You will get the most out of this session if you meet the prerequisites above.

Please also read the description carefully to see if this session is relevant to you.

If you don't meet the prerequisites or change your mind based on the description or are no longer available at the session time, please email tol-training at sanger.ac.uk to cancel your slot so that someone else on the waitlist might attend.

Tutorial

Have you ever sequenced something not-well studied? Something that might show strange genomic signatures? Smudgeplot is a visualisation technique for whole-genome sequencing reads from a single individual. The visualisation techique is based on the idea of het-mers. Het-mers are k-mer pairs that are exactly one nucleotide pair away from each other, while forming a unique pair in the sequencing dataset. These k-mers are assumed to be mostly representing two alleles of a heterozygous, but potentially can also show pairing of imperfect paralogs, or sequencing errors paired up with a homozygous genomic k-mer. Nevertheless, the predicted ploidy by smudgeplot is simply the ploidy with the highest number of k-mer pairs (if a reasonable estimate must be evaluated for each individual case!).

Installing the software & detting some data

Open gitpod. And install the development version of smudgeplot (branch sploidyplot) & FastK.

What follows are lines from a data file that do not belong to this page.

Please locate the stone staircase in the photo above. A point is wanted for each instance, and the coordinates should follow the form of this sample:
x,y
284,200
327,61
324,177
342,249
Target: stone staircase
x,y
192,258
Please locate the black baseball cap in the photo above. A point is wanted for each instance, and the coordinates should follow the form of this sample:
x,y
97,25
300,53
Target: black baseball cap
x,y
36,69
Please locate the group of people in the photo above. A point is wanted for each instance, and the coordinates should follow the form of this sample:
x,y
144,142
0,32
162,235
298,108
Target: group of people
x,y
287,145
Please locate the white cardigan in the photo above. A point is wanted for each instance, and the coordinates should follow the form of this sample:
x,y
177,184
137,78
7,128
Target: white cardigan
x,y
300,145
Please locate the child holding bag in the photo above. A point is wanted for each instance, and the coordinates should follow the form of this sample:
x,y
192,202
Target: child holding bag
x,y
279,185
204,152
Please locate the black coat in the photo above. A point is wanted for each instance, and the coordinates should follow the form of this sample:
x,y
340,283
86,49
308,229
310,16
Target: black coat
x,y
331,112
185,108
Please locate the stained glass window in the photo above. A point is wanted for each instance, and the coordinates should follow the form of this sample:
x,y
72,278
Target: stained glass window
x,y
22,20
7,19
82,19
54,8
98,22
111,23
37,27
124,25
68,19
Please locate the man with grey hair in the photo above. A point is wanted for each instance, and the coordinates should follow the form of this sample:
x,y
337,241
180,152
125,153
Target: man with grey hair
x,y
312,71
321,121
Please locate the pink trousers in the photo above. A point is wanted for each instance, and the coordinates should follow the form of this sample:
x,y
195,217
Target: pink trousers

mkdir src bin && cd src # create directories for source code & binaries
git clone -b sploidyplot https://github.com/KamilSJaron/smudgeplot
git clone https://github.com/thegenemyers/FastK

Now smudgeplot make install smudgeplot R package, compiles the C kernel for searching for k-mer pairs and copy all the executables to workspace/bin/ (which will be our dedicated spot for executables).

cd smudgeplot
make -s INSTALL_PREFIX=/workspace
R -e 'install.packages(".", repos = NULL, type="source")' # install the R package
cd ..
smudgeplot.py -h # test the installation worked out nice
cd FastK && make
install -c FastK Fastrm Fastmv Fastcp Fastmerge Histex Tabex Profex Logex Vennex Symmex Haplex Homex Fastcat /workspace/bin/
FastK # test the installation worked out nice
cd ..

Now the software we need is installed, all we need is to download some data; There are 8 datasets for the 8 breakout session, here is a table of accessions, we will use the same document to upload our results too; Pick the one that is corresponding to your breakout room, and replace the example one by one of yours. Fetch the data using wget command. E.g.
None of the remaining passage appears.